A spokesman for Renaissance, which tracks data on stock offerings, said that underwriters altered the price range Wednesday afternoon. An overbought market and lingering concerns about thin-film module prices are adding to investor concerns.
Most of that capital — as much as $116 million — is slated to help Trony expand manufacturing lines and repay a loan. The rest will go to two existing shareholders, which are selling off half of their stakes in Trony: JP Morgan Special Situations is selling $29 million worth of shares, and Intel Capital is selling $23 million.
According to Photon Consulting, Trony Solar was China’s only thin-film solar module producer ranked among the ten biggest thin-film producers in the world. In its prospectus, Trony said its manufacturing capacity had reached 115 megawatts as of August and its average manufacturing costs was around $1.12 per watt.

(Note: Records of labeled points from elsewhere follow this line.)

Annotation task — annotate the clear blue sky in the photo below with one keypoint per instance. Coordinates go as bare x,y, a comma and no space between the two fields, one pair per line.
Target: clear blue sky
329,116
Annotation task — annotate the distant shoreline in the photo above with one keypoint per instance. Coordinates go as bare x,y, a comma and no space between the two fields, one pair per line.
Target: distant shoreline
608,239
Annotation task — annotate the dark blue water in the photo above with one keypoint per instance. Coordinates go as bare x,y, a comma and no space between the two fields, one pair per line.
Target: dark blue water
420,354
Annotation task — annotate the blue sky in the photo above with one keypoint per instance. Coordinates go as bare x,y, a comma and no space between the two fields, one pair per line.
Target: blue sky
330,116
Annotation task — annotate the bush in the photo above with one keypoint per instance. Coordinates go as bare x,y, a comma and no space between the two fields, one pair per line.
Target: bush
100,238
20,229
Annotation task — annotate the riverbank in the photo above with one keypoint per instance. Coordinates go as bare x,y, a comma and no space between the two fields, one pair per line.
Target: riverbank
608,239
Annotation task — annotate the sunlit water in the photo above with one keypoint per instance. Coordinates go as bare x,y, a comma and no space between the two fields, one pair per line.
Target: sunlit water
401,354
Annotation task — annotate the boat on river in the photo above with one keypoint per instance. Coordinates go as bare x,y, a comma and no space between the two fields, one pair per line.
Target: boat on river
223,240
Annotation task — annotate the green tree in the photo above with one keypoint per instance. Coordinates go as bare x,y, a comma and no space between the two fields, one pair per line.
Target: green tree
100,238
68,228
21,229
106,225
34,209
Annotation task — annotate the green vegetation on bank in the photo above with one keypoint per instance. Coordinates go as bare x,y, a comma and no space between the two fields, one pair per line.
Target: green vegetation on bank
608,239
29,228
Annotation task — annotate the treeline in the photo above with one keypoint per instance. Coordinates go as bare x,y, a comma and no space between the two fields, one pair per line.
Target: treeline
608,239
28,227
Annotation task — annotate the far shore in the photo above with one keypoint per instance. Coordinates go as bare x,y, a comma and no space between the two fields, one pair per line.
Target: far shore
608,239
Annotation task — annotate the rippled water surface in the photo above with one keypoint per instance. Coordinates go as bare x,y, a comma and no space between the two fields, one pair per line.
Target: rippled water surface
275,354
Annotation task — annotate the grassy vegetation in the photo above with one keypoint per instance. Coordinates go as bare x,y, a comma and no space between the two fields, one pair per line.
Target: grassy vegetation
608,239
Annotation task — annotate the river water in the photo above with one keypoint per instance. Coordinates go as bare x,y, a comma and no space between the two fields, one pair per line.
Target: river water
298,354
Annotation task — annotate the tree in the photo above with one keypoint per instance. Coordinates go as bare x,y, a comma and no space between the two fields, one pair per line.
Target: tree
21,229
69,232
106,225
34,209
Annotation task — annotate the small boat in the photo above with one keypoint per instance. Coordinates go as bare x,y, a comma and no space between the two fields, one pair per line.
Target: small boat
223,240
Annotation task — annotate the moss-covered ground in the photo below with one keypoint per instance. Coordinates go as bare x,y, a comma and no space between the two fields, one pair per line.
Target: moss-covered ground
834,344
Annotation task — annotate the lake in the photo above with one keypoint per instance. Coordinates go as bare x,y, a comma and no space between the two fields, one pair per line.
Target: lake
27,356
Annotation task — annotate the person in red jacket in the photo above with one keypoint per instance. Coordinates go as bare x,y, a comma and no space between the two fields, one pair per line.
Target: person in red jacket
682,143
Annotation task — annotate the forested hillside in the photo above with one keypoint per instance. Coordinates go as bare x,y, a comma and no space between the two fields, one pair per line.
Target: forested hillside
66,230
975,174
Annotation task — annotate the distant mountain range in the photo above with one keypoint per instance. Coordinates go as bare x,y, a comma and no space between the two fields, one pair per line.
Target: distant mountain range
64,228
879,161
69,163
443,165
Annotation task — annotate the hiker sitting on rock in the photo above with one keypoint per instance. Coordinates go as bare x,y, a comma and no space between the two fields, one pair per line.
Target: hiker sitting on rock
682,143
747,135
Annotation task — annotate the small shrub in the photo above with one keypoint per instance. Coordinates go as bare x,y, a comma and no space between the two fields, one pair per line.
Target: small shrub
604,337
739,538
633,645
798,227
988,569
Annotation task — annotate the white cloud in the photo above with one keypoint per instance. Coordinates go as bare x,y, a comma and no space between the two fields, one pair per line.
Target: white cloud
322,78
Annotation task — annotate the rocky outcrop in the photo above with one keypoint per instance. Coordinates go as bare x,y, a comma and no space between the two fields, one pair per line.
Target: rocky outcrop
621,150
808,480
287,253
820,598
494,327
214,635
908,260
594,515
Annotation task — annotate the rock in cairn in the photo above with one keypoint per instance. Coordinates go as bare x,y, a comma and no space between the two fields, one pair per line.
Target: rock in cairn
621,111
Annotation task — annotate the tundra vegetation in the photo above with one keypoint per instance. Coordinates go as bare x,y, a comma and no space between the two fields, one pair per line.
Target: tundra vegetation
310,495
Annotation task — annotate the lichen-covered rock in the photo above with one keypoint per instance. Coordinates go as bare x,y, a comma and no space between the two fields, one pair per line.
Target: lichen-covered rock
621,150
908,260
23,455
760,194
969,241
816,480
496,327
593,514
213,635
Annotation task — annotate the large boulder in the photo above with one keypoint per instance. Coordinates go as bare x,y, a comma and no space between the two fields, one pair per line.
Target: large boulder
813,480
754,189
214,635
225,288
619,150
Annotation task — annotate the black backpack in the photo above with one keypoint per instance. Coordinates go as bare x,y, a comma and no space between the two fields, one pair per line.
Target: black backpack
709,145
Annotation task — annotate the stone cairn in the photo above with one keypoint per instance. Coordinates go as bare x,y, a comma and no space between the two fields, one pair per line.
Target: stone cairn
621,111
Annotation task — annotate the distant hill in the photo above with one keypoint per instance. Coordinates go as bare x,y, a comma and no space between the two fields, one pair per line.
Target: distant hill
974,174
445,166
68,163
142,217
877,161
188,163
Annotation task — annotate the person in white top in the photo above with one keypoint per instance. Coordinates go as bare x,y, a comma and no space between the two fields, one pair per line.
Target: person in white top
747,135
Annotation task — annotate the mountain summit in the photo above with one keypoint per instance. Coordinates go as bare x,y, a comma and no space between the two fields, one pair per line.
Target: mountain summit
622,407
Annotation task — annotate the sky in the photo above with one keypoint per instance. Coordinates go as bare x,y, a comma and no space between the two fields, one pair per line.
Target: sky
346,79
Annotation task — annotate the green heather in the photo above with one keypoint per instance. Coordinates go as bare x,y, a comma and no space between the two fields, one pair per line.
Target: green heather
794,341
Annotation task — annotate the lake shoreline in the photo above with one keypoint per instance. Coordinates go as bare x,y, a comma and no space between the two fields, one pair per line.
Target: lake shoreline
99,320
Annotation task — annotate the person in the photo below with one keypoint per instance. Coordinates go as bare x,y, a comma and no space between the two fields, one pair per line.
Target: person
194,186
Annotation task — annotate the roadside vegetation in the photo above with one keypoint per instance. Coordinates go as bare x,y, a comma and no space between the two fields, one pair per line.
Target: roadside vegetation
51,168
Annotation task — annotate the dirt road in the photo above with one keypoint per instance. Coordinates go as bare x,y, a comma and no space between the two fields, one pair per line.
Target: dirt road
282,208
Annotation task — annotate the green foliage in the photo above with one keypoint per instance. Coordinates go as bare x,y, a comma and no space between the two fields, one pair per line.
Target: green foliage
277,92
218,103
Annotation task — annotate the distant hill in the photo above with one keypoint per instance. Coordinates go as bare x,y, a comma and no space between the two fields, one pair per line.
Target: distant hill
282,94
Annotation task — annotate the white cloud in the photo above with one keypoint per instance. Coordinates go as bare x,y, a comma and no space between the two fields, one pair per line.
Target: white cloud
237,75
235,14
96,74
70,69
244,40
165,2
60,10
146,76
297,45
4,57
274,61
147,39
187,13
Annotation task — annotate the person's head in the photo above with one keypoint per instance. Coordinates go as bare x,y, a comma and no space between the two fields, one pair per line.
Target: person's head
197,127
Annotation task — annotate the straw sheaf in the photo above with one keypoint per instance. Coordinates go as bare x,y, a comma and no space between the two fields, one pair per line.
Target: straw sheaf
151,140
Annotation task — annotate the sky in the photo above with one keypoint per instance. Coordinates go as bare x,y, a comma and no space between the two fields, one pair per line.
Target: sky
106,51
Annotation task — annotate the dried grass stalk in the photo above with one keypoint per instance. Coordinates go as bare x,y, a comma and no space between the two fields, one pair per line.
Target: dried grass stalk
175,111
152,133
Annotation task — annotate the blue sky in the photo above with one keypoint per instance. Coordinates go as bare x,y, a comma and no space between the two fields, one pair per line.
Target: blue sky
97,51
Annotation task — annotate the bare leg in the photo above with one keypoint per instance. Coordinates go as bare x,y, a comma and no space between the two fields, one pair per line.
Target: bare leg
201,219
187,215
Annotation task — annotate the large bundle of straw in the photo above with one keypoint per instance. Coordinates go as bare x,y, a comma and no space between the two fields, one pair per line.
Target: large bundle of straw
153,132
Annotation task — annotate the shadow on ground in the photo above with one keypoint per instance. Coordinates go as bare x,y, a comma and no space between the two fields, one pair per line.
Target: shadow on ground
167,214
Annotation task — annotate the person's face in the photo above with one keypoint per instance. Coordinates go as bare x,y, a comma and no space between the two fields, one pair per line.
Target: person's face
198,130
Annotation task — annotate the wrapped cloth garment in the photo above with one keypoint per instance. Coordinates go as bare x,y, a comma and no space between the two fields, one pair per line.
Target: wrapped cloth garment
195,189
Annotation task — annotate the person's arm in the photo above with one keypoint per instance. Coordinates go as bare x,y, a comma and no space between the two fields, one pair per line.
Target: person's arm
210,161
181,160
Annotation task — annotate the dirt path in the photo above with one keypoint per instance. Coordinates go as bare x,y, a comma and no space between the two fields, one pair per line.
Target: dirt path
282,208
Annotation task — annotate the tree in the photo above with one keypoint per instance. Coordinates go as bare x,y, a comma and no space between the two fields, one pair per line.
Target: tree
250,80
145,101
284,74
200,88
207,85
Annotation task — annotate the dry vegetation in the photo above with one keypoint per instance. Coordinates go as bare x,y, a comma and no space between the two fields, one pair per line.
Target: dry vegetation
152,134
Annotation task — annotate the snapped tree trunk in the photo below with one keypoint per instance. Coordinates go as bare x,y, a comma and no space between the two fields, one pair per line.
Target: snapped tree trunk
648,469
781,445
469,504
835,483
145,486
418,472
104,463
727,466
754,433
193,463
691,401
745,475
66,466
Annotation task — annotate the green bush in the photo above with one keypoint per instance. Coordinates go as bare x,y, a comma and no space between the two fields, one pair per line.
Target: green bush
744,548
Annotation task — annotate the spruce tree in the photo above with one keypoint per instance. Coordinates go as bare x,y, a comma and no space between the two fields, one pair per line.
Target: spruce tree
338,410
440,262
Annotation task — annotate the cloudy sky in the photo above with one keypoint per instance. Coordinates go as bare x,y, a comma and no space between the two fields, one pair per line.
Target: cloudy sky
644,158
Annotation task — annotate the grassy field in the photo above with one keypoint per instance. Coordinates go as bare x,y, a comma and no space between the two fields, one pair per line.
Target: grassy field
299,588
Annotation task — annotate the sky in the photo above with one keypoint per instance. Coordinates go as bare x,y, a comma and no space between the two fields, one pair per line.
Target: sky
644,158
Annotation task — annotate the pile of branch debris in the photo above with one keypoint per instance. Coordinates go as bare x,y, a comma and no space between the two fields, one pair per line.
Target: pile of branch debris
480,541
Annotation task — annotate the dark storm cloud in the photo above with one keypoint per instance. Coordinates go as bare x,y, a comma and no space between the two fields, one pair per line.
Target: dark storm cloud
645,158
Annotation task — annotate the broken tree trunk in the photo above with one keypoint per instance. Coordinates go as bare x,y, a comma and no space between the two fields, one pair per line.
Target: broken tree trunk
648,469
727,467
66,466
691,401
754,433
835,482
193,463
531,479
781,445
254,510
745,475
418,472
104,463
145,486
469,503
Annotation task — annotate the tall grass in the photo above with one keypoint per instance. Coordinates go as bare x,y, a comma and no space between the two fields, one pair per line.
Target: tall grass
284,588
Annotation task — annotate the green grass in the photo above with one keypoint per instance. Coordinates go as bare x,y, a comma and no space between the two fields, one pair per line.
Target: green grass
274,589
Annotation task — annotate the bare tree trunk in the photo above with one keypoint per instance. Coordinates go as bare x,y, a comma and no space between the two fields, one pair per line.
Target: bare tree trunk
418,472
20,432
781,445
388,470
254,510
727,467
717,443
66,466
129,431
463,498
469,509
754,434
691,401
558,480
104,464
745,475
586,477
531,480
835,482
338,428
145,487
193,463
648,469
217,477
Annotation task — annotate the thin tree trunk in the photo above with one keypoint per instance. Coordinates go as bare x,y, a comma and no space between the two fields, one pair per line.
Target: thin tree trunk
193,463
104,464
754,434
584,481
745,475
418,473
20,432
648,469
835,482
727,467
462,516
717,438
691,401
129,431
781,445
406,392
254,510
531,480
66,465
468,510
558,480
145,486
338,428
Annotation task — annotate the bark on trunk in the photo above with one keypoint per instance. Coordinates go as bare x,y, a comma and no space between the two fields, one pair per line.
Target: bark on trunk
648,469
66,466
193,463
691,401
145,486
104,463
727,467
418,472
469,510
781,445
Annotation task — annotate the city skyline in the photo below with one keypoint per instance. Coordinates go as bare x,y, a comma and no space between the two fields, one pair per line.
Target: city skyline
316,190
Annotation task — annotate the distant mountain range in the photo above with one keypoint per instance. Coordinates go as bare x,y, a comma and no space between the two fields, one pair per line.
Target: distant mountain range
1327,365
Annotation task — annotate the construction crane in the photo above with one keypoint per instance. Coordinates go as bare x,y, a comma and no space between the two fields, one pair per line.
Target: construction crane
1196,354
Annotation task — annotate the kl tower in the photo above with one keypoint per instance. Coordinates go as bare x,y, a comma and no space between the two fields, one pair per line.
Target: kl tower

Despite Trony’s 16-year history and its position as a leading Chinese thin-film solar manufacturer, investors are feeling jittery. Not only has there been a rise in the number of overall IPOs in recent months — amid rising concerns that the stock market in general has grown expensive — but concerns are also mounting about a glut of solar goods next year.
Concerns that polysilicon prices are pressuring thin-film makers into cutting prices has dampened enthusiasm in the sector. Share of U.S. thin-film company First Solar (s fslr) are down 2 percent in 2009, compared to a 13 percent gain in the Claymore/MAC Global Solar Energy Index ETF (which reflects the performance of companies across several segments of the solar industry).
Despite Trony’s 28 percent net profit margin in the most recent quarter – a comfortable figure that IPO investors would normally welcome – the falling prices of solar modules have taken their toll. Trony’s gross margins fell to 39.8 percent of revenue last quarter, down from 44.9 percent in fiscal 2008.